Autor nazywa Polaka "talizmanem" neapolitańskiego zespołu i przedstawia argumenty popierające to twierdzenie. Piotr Zieliński wystąpił w 22 ligowych meczach Napoli: 12 z nich zaczął w wyjściowym składzie, a w 10 wchodził do gry jako zmiennik. Z Polakiem w wyjściowym składzie wicemistrz Włoch zdobywa średnio 2,42 "oczka" na mecz, a bez reprezentanta Polski w "11" ten wynik to tylko 1,46.
Zieliński był zauważany przez włoską prasę już w minionym sezonie i był nawet uznany jednym z najlepszych "młodzieżowców" Serie A. Teraz rozgrywa jednak sezon życia - w 22 ligowych występach strzelił dwa gole i zaliczył sześć asyst, czyli więcej niż w całej poprzedniej kampanii, która do tej pory była jego najlepszą w karierze.

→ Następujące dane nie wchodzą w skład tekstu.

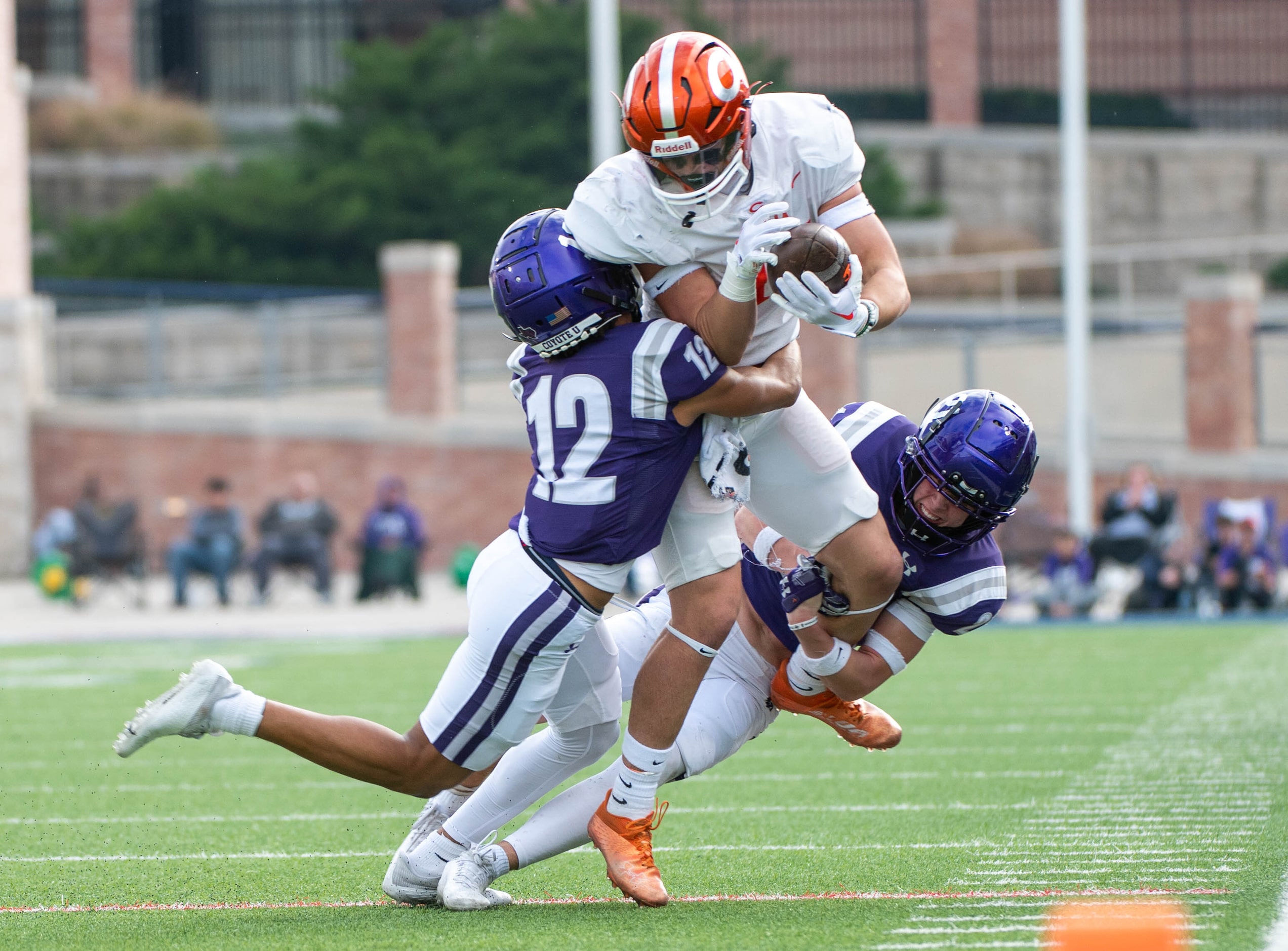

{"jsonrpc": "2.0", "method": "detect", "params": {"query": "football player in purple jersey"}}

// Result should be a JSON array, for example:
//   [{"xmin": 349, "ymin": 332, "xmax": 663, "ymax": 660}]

W wysokiej formie jest zwłaszcza w ostatnich tygodniach. W siedmiu tegorocznych meczach zdobył jedną bramkę i zanotował aż cztery asysty, a ostatnie spotkanie ligowe z Bologną (7:1) było popisowe w jego wykonaniu. Po jego podania gole strzelili Lorenzo Insigne i Dries Mertens, a włoska prasa prześcigała się w komplementowaniu Polaka.

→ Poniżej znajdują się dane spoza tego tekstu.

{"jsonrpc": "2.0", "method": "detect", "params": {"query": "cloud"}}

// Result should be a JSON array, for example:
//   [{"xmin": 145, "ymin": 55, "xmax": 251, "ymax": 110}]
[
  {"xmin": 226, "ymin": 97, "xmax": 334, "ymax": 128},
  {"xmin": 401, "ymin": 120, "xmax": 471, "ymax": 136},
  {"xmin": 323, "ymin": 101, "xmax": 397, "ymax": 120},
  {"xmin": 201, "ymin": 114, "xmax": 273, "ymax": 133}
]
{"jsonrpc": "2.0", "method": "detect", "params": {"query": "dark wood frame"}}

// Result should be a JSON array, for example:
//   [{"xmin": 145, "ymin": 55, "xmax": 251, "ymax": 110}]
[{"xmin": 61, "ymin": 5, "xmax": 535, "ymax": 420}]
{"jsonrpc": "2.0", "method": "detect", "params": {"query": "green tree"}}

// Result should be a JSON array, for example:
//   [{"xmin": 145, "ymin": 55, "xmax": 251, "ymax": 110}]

"Ma genialną intuicję" - stwierdziła "La Gazzetta dello Sport". "Tnie boisko długimi, spektakularnymi podaniami" - zauważyli dziennikarze "Il Mattino". Swojego podopiecznego chwalił też trener Maurizio Sarri: - Zieliński jest niesamowity, jest niedoceniany. Nie słyszy się wiele o nim, ponieważ mało kto pojmuje jego siłę, jakość i niesamowitą szybkość, którą pokazał przy trzecim golu.

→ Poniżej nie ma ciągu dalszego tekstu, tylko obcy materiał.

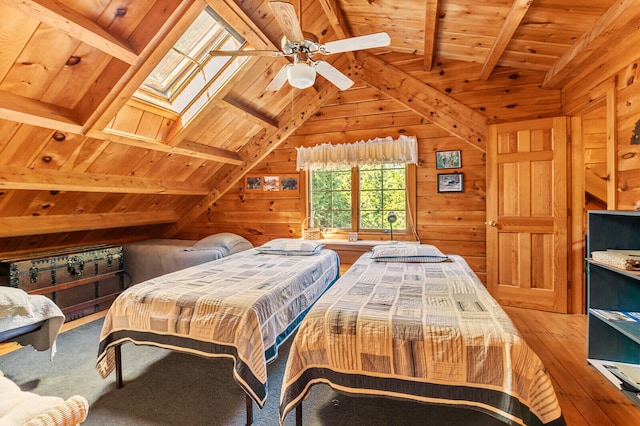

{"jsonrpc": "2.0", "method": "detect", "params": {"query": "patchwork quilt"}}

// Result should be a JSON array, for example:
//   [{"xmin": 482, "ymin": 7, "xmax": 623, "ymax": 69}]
[
  {"xmin": 96, "ymin": 249, "xmax": 340, "ymax": 407},
  {"xmin": 280, "ymin": 253, "xmax": 564, "ymax": 425}
]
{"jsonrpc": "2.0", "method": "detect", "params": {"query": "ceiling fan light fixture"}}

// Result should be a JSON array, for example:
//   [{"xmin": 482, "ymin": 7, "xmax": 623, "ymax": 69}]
[{"xmin": 287, "ymin": 62, "xmax": 316, "ymax": 89}]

Już teraz mówi się, że Napoli będzie trudno zatrzymać Polaka. Zieliński znalazł się na liście życzeń takich klubów jak Chelsea czy Real Madryt. - Jest takie ryzyko. To piłkarz, który może wpaść w oko klubom, które potrafią złożyć ofertę, której włoskie kluby - nie tylko Napoli - nie będą w stanie odrzucić - stwierdził Sarri.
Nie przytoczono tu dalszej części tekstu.